Licence to Occupy

Statute: Protection from Eviction Act 1977

Applies to: england,wales,scotland,ni

Notice periods: [object Object]

A Licence to Occupy is a personal permission to use accommodation, given by the owner to an occupier, where the occupier does not have exclusive possession of any defined part of the property. Licences give substantially fewer rights than tenancies and are the right legal label for some situations (hostels, bed-and-breakfast, lodger arrangements sharing with a resident landlord) but not for others.

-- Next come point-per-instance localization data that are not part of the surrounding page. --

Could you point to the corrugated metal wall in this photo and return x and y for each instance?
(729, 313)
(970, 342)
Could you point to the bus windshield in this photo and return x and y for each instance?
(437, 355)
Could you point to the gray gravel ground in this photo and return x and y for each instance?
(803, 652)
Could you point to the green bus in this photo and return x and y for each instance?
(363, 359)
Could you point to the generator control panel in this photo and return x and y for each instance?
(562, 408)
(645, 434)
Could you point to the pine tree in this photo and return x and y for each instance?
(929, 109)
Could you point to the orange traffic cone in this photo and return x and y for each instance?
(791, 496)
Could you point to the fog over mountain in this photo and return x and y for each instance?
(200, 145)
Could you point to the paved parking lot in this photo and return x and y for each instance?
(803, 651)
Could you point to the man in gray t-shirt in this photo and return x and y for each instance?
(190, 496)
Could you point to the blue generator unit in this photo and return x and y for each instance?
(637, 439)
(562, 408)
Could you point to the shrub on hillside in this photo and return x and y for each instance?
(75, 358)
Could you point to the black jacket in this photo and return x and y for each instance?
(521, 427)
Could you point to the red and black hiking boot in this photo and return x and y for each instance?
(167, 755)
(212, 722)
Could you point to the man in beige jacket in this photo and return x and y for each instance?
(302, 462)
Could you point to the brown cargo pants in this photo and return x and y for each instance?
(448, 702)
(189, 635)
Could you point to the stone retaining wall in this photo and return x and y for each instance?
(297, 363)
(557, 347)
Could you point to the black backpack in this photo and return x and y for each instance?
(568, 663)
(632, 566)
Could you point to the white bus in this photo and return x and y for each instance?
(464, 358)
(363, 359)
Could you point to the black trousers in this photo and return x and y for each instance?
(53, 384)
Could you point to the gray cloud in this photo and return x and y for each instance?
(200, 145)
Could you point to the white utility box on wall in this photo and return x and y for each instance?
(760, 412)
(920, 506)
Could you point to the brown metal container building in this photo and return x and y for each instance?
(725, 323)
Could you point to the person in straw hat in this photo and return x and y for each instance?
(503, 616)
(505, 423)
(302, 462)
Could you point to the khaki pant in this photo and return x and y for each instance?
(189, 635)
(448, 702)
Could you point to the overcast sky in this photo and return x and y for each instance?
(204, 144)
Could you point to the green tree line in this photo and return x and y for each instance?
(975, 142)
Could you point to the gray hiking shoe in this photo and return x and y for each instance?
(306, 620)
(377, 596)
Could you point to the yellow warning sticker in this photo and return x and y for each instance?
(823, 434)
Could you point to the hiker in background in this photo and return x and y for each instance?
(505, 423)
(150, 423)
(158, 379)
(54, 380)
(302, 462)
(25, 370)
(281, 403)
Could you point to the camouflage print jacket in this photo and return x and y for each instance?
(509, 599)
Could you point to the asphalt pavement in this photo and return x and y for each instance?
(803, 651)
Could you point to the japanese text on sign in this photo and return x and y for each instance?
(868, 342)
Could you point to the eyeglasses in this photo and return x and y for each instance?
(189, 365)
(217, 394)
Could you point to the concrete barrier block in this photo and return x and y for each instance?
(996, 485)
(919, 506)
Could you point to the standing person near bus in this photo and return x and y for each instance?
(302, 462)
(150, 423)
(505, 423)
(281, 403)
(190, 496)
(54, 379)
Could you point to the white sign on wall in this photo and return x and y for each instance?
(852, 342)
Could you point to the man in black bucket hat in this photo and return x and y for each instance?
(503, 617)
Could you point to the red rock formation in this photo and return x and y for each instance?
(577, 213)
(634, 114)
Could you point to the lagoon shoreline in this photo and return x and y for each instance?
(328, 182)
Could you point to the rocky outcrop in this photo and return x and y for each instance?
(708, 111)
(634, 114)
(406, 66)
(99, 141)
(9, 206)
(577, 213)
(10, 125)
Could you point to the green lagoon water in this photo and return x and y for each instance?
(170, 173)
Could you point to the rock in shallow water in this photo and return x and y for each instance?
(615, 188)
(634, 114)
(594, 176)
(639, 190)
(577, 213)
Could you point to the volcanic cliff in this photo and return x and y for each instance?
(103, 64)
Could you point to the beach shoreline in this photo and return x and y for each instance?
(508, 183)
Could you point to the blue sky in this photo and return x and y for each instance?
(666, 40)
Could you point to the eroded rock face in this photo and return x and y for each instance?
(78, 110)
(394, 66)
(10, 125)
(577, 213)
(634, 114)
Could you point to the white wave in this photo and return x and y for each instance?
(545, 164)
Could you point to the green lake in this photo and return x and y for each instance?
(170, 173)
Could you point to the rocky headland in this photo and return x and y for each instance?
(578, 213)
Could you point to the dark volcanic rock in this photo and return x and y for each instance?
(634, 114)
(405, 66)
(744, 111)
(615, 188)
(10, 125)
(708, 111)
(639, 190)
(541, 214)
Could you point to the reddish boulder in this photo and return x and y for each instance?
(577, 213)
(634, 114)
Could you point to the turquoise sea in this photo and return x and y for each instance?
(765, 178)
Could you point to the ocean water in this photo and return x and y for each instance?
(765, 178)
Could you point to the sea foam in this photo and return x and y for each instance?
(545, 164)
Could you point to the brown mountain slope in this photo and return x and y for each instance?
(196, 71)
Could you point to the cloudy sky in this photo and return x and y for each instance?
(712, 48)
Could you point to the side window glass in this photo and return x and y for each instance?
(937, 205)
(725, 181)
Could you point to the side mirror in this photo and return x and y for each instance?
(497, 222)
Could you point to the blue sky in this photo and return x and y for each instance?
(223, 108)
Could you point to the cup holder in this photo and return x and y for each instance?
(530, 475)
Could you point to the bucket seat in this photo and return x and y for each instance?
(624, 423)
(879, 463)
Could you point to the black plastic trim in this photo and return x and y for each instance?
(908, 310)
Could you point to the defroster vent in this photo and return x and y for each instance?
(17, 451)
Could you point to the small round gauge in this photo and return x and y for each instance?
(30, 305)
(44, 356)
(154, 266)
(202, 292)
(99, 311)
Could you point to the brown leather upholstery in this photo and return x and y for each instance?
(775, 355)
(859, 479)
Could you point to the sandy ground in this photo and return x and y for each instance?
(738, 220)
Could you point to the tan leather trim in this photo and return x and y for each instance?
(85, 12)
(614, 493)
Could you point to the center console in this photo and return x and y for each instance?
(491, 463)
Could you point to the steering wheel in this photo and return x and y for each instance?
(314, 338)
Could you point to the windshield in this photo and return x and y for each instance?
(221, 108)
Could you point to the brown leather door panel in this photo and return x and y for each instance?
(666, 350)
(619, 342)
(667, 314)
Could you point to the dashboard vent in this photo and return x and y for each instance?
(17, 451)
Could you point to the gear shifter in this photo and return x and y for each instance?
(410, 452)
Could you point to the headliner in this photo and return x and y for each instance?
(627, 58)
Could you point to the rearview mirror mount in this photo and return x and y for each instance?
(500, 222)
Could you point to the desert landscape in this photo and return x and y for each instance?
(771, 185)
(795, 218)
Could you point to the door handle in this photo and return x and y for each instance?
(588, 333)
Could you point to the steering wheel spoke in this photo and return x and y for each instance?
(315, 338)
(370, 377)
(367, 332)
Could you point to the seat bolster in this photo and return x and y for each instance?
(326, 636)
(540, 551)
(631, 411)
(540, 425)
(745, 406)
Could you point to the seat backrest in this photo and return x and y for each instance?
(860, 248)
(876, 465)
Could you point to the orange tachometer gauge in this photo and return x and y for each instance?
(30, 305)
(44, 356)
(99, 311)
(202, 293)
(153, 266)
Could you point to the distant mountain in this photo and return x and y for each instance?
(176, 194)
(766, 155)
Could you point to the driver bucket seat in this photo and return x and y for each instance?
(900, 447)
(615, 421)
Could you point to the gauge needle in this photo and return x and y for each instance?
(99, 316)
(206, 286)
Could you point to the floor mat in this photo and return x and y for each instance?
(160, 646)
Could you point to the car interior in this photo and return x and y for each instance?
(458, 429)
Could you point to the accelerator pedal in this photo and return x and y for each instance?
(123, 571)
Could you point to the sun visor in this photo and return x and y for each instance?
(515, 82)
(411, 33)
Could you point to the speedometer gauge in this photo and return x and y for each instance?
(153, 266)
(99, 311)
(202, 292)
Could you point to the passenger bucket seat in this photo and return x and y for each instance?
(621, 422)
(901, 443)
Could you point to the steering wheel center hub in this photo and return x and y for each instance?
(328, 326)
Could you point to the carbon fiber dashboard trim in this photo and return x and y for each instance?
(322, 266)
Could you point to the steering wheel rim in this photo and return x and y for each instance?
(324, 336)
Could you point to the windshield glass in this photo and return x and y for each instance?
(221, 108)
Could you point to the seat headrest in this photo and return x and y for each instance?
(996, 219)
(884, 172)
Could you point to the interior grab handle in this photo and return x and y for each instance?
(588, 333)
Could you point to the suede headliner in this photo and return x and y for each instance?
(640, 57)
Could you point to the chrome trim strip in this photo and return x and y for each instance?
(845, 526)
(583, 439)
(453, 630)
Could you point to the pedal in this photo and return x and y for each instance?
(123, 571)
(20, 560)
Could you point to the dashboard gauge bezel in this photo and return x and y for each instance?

The key distinction: exclusive possession

A licence is distinguished from a tenancy mainly by whether the occupier has exclusive possession. If the occupier has the right to exclude everyone, including the landlord, from a defined part of the property, the arrangement is usually a tenancy, even if the paperwork calls it a licence. The landmark case is Street v Mountford [1985] which set the test: if the three 'hallmarks of a tenancy' are present (exclusive possession, a definite term, and rent), the arrangement is a tenancy regardless of the label used.

When a licence is genuine

Genuine licence arrangements include hostels where residents share a room or have their room changed by management, bed-and-breakfast accommodation provided by local authorities to homeless households, holiday lets, service occupancies where the occupier needs to live on the premises for their job (such as a caretaker), and lodger arrangements where the landlord lives in the property and shares facilities.

What rights the occupier has

A licensee has the contractual rights set out in the licence agreement. The key statutory protections that apply to assured tenants (Section 11 repairs, deposit protection, restrictions on eviction without a court order) do not apply. To end a licence, the licensor usually only needs to give reasonable notice under the Protection from Eviction Act 1977 section 3A, which for most excluded licences is a period matching the rent cycle.

How courts handle sham licences

Courts look at the reality of the arrangement, not just the document. If a landlord draws up a 'licence' that actually gives the tenant exclusive possession of a self-contained flat, the court will find that a tenancy exists. Occupiers who suspect they have a tenancy dressed up as a licence can apply to the court for a declaration. Shelter and Citizens Advice can advise on whether the arrangement is likely to be recharacterised.

Where licences fit under the Renters' Rights Act 2025

The Renters' Rights Act 2025 reforms assured tenancies. It does not change the law of licences. Occupiers under a genuine licence continue with the contractual and limited statutory rights the Protection from Eviction Act 1977 and the licence agreement provide.